In the film The Wild One, Marlon Brando, astride his motorcycle and having just invaded a quiet small town, is asked by a reporter, “What are you rebelling against?” Marlon responds: “What have you got?” That’s as good a definition of “the reactionary approach” as we are likely to get. Forces on the extremes of left and right have been known to adopt this approach, being called “anarchism” on the left,  and “radical conservatism or extremism” on the right.

wild-one

 

Today the US has given the reins of government to the forces of reaction, who have disavowed centrist notions of both left AND right.  Instead the approach seems to be against whatever you’ve got…with little detail for solutions per se.

Instead absolute statements are popular about what they are “against”, and who is to blame, and who should be locked up,  expelled, or get what’s coming to them based on their race or country of origin.

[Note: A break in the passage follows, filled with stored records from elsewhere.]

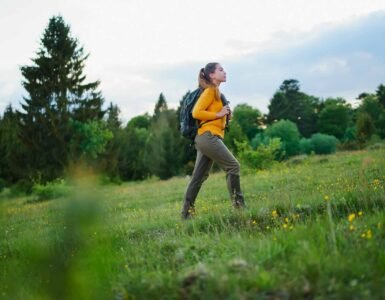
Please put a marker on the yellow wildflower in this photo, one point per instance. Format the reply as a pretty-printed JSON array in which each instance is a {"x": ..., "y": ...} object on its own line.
[{"x": 351, "y": 217}]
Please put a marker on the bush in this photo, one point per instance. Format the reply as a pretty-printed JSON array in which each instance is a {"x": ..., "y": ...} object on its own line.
[
  {"x": 260, "y": 158},
  {"x": 323, "y": 143},
  {"x": 289, "y": 135},
  {"x": 305, "y": 146},
  {"x": 51, "y": 190},
  {"x": 319, "y": 143}
]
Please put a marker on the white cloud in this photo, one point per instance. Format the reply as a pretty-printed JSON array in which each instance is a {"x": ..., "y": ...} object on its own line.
[{"x": 137, "y": 46}]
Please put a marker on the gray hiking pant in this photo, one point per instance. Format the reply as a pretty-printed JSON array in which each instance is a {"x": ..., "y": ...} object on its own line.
[{"x": 210, "y": 149}]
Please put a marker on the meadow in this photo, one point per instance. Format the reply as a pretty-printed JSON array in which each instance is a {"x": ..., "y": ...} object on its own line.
[{"x": 313, "y": 229}]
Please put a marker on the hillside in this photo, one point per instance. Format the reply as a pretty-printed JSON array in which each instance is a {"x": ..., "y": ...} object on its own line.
[{"x": 313, "y": 228}]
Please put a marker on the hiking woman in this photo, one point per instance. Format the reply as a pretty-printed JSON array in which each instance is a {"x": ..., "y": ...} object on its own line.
[{"x": 212, "y": 115}]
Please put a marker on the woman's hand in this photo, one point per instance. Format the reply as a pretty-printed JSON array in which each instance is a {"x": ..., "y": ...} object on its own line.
[{"x": 224, "y": 111}]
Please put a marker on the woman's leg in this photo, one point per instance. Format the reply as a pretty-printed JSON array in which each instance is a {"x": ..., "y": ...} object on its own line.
[
  {"x": 214, "y": 148},
  {"x": 201, "y": 172}
]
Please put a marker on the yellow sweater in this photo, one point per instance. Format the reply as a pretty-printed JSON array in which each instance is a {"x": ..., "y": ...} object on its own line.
[{"x": 206, "y": 108}]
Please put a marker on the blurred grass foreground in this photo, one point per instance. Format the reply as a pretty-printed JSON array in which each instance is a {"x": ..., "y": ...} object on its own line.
[{"x": 314, "y": 228}]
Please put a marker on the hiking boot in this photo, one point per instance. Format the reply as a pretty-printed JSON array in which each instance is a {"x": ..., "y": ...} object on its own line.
[
  {"x": 188, "y": 210},
  {"x": 234, "y": 186}
]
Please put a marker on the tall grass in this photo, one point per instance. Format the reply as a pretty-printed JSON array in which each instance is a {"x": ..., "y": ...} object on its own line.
[{"x": 314, "y": 228}]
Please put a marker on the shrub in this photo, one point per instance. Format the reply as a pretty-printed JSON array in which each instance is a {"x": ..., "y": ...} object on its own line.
[
  {"x": 289, "y": 135},
  {"x": 323, "y": 143},
  {"x": 51, "y": 190},
  {"x": 305, "y": 146},
  {"x": 260, "y": 158}
]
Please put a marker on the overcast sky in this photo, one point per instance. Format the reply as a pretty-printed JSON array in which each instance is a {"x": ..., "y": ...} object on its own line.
[{"x": 140, "y": 48}]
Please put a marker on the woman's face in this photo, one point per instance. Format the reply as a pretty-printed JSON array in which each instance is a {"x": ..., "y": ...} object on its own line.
[{"x": 219, "y": 75}]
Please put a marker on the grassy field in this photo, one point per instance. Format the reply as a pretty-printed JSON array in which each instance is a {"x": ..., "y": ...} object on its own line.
[{"x": 313, "y": 229}]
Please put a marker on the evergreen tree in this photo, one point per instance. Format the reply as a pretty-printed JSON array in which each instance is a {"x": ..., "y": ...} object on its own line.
[
  {"x": 57, "y": 93},
  {"x": 162, "y": 153},
  {"x": 365, "y": 127},
  {"x": 12, "y": 153},
  {"x": 248, "y": 119},
  {"x": 291, "y": 104},
  {"x": 334, "y": 118},
  {"x": 381, "y": 94},
  {"x": 160, "y": 106},
  {"x": 110, "y": 161}
]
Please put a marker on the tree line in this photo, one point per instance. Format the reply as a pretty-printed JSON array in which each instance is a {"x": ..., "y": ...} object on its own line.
[{"x": 64, "y": 121}]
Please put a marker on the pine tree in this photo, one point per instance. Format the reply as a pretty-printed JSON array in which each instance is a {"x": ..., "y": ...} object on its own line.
[
  {"x": 12, "y": 153},
  {"x": 57, "y": 93},
  {"x": 160, "y": 106}
]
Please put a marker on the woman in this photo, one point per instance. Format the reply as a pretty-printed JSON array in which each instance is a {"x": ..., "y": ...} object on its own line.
[{"x": 212, "y": 114}]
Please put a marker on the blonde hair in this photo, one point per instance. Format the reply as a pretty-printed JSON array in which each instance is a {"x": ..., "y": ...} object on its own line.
[{"x": 204, "y": 80}]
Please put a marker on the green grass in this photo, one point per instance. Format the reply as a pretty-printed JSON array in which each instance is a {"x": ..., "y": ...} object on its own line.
[{"x": 314, "y": 228}]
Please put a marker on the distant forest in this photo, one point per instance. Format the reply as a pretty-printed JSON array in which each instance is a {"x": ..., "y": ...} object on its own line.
[{"x": 64, "y": 121}]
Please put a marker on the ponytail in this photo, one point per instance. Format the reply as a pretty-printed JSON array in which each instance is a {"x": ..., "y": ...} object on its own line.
[{"x": 204, "y": 80}]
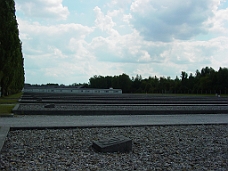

Whatever might be “wrong” in the current status quo, clearly what’s needed are realistic and pragmatic and practical solutions. not scapegoating and witch hunts and enabling haters.

What might the alternative to “pure reaction” be? Not denying realities, and we have a list of serious problems to deal with….but  by providing models to solve the problems reality presents. Buckminister Fuller said it well, and perhaps best:

In order to change an existing paradigm you do not struggle to try and change the problematic model. You create a new model and make the old one obsolete.

There are many versions of this quote, and “Bucky” was about as ubiquitous a “spokesperson” for intelligent change as was possible during his adult life, and especially in the 60s and 70s, long before the web.

It turns out he had a lot to say that helps us gain perspective on the world of rapid change we find ourselves in. Including the challenge of automation, and the opportunity it presents for people to find that activity that is most fulfilling for them, their family, their community, their nation, their planet, etc.

At the time Bucky was writing, and speaking, some of his ideas seemed notably impractical. Today, with cloud tools, they seem perhaps a lot more pragmatic.

His ideas about change  fit into the framework of the mission of PSA…we are about creating new models of innovation based on current and near term inventions, that enable public services, and various groups that implement them in SNM, to do their work most effectively. This includes education, healthcare, family support, social problems, and more.

Such a mission sounds a lot like creating a new model(s) that makes the old one(s) obsolete.

For more background on Buckminister Fuller here are 3 articles written about him, one of which is from 1966. He also wrote an enormous amount, which is archived online, and available where books are sold. Or borrowed. Mr. Fuller lived from 1895 to 1983.

It should be noted, that Mr. Fuller was way way out there…and thus can’t be considered a role model for everything he proposed. He had some clearly too weird to be true beliefs, and some not useful eccentricities too. So it’s not a good idea to see him as the answer. However, it’s worth taking a good look around at his ideas about change, which were in many ways prescient.

In the end, Fuller’s greatest accomplishment may consist not in any particular idea or artifact but in the whole unlikely experiment that was Guinea Pig B. Instead of destroying himself, Fuller listened to Universe. He spent the next fifty years in a headlong, ceaseless act of self-assertion, one that took so many forms that, twenty-five years after his death, we are still trying to sort it all out.